Pensou no que dissera ao Presbítero: «Quando estou em sociedade parece-me que sou o mais vil de todos e que terão de me tomar por palhaço. Por isso faço palhaçadas, porque todos e cada um são mais vis e patetas do que eu.» Considerou delicioso vingar-se nos outros das próprias indecências e recordou que em certa ocasião lhe tinham perguntado por que odiava tanto uma pessoa. Respondera com o descaramento de sempre: «Pois olha, ele nunca me fez nada, mas eu portei-me mal com ele. Por isso o odeio.»
Sorriu maliciosamente a tal recordação, ainda hesitando. Os olhos lançavam chispas, tremiam-lhe os lábios. Decidiu-se.
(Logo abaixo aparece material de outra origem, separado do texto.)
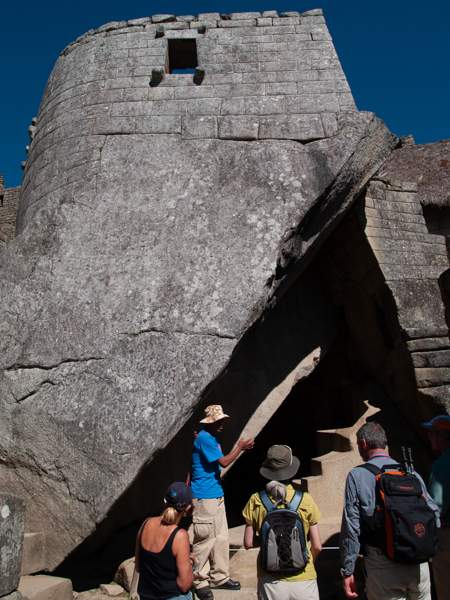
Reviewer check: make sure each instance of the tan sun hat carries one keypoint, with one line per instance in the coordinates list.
(213, 413)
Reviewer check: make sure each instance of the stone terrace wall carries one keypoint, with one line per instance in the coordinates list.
(9, 201)
(265, 77)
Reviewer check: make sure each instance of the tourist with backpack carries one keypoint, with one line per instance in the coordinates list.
(390, 518)
(280, 520)
(439, 488)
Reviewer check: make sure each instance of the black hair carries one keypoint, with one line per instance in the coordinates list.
(374, 435)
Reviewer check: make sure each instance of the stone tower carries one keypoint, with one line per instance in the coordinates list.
(185, 178)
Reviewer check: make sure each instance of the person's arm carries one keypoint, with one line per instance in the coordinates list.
(349, 540)
(181, 552)
(226, 460)
(434, 496)
(251, 539)
(316, 544)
— Acabemos, já que começámos.
As sensações que experimentava ficaram traduzidas nestas frases:
— Bom, agora eles não vão reabilitar-me e, portanto, mais vale que os exceda na afronta por aquilo que me fizeram sofrer. Demonstrar-lhes-ei que não me importa a sua opinião!
Mandou esperar o cocheiro e voltando depressa ao mosteiro dirigiu-se aos aposentos do Hegúmeno. Sem um plano determinado, sabia que não era dono da sua pessoa e que o mais pequeno choque lhe podia arrancar as maiores insolências, embora evitasse de todo o que o pudesse comprometer legalmente. Apareceu à porta da sala no preciso momento em que, acabado o benedicite, se sentavam à mesa.
Sem entrar, observou os comensais e riu prolongada, impudica e maliciosamente, troçando de todos e de cada um.
— Julgavam que me tinha ido embora, mas estou aqui! — exclamou sem dirigir-se particularmente a ninguém.
Todos o olharam, atónitos, pressentindo uma cena repugnante, grotesca, escandalosa. Miusov passou bruscamente da mais beatífica placidez à irritação mais selvagem. Naquele momento despertaram em si todos os seus sentimentos rancorosos.
— Não posso suportar isto! Impossível! Impossível!... Decerto... em absoluto!
Todo o sangue lhe subiu à cara. Queria ser categórico no que dizia, mas como não encontrasse palavras adequadas procurou o chapéu.
— Não podes com quê? — gritou Fedor Pavlovitch. — O que é que é impossível, certo e absoluto? Reverendo Padre! Entro ou não? Admitis-me como convidado?